1度目は95年1月17日、阪神・淡路大震災に襲われた。岡山で活動していたJFL川崎製鉄サッカー部を母体に、神戸を本拠地に活動を始めようとしたその日に大震災が発生。メインスポンサーだったダイエーは撤退し、運営会社に「チーム解散」を通告したという。未曽有の被害を前に、誰もがサッカーどころではなかったのが当時の実情だ。
震災からの復興シンボルとして神戸市がクラブを支援。2年後の96年にJリーグ昇格を果たした。ただ、成績は思うようには振るわない。毎年のように監督交代を繰り返し、観客動員も低迷…。03年、2度目の消滅危機が訪れた。

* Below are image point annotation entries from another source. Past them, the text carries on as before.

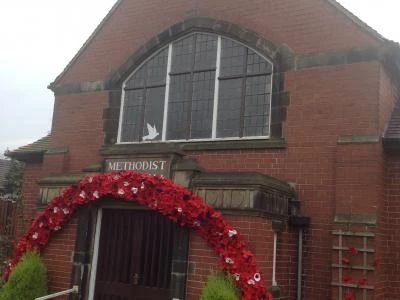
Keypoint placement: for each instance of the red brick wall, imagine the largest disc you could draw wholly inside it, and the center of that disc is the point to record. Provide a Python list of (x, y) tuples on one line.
[(304, 25), (391, 238), (58, 256), (325, 103), (258, 234), (77, 125)]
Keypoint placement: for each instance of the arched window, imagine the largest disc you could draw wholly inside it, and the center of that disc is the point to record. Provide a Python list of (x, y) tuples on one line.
[(200, 87)]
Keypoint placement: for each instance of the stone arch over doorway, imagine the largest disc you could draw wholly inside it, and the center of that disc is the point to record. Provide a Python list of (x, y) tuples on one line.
[(174, 202)]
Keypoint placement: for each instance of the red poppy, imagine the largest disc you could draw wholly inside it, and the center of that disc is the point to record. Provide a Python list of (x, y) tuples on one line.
[(349, 296), (161, 195), (353, 251), (362, 282), (347, 279)]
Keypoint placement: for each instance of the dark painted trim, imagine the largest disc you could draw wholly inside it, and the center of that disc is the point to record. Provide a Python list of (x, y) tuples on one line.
[(62, 179), (358, 139), (347, 218), (391, 145), (82, 87), (181, 147), (27, 156), (348, 56), (229, 179)]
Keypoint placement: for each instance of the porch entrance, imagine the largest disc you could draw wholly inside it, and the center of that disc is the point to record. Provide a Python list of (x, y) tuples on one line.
[(135, 254)]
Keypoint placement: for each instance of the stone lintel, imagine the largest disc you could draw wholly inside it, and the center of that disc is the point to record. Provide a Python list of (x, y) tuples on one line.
[(362, 219)]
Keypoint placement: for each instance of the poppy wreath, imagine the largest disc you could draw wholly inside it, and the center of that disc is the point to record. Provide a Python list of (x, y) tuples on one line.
[(161, 195)]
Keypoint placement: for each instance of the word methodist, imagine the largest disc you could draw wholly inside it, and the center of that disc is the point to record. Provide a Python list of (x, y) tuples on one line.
[(142, 165)]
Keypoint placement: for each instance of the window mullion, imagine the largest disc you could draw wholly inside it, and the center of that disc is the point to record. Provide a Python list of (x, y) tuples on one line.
[(190, 93), (166, 99), (242, 109), (216, 90), (121, 114)]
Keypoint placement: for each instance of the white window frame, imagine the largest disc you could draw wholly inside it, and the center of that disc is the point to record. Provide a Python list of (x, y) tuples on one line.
[(216, 96)]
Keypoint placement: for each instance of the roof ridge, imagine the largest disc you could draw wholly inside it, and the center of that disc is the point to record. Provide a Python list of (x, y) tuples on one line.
[(360, 23), (85, 44), (363, 25)]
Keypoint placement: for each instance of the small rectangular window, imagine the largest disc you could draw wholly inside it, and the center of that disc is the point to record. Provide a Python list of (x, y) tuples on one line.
[(132, 117), (229, 108), (182, 55), (180, 97), (202, 105)]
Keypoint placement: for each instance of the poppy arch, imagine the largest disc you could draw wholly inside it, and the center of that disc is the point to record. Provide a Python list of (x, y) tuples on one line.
[(176, 203)]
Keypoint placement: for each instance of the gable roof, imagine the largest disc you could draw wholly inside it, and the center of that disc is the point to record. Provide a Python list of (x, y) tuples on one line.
[(31, 152), (357, 21), (4, 168), (391, 137), (86, 43)]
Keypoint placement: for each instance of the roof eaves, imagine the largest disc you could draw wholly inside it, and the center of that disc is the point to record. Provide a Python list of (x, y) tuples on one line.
[(85, 45), (32, 152)]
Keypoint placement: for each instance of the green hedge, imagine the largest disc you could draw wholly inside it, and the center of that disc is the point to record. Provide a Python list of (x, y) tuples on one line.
[(219, 287), (27, 281)]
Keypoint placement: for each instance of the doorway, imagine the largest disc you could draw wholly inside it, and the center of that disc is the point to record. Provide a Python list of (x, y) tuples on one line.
[(135, 251)]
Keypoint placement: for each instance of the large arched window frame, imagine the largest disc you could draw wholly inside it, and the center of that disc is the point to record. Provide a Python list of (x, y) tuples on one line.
[(200, 87)]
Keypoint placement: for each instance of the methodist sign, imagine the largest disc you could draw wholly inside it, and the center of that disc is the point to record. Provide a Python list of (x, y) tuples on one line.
[(160, 166)]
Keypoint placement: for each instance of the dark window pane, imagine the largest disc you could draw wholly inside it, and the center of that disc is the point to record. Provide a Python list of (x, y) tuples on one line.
[(157, 69), (256, 64), (229, 107), (206, 51), (232, 58), (154, 113), (179, 106), (182, 55), (137, 80), (202, 105), (257, 103), (133, 110), (151, 73)]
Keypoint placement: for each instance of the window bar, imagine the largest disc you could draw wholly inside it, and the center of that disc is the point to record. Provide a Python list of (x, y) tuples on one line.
[(270, 101), (216, 90), (241, 129), (166, 97), (121, 113), (190, 93), (340, 269)]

12月15日朝。チーム広報からの電話でたたき起こされた。「今日、記者会見をやります。来てください」。慌てて駆けつけた記者会見場は、ただならぬ雰囲気。身売りの発表だった。クラブ経営が破綻。民事再生法を適用し経営権を全面譲渡すると発表した。債務超過は約16億円、そのうち15億2000万円が神戸市からの貸付金。市民の税金が、ほぼ回収不能となった。神戸市から出向していた幹部は「会社は1度つぶれるけど、チームを残すためや」と声を絞り出した。あのときの泣き笑いの顔が忘れられない。
経営に名乗りを上げていた楽天側とは、ホームタウンやチーム名を変更しないことを条件に水面下で交渉していたという。もっとも、すべてはJ1残留が大前提。残り2試合で免れたものの、J2に降格していれば交渉は破談、チームは消滅していたかもしれない。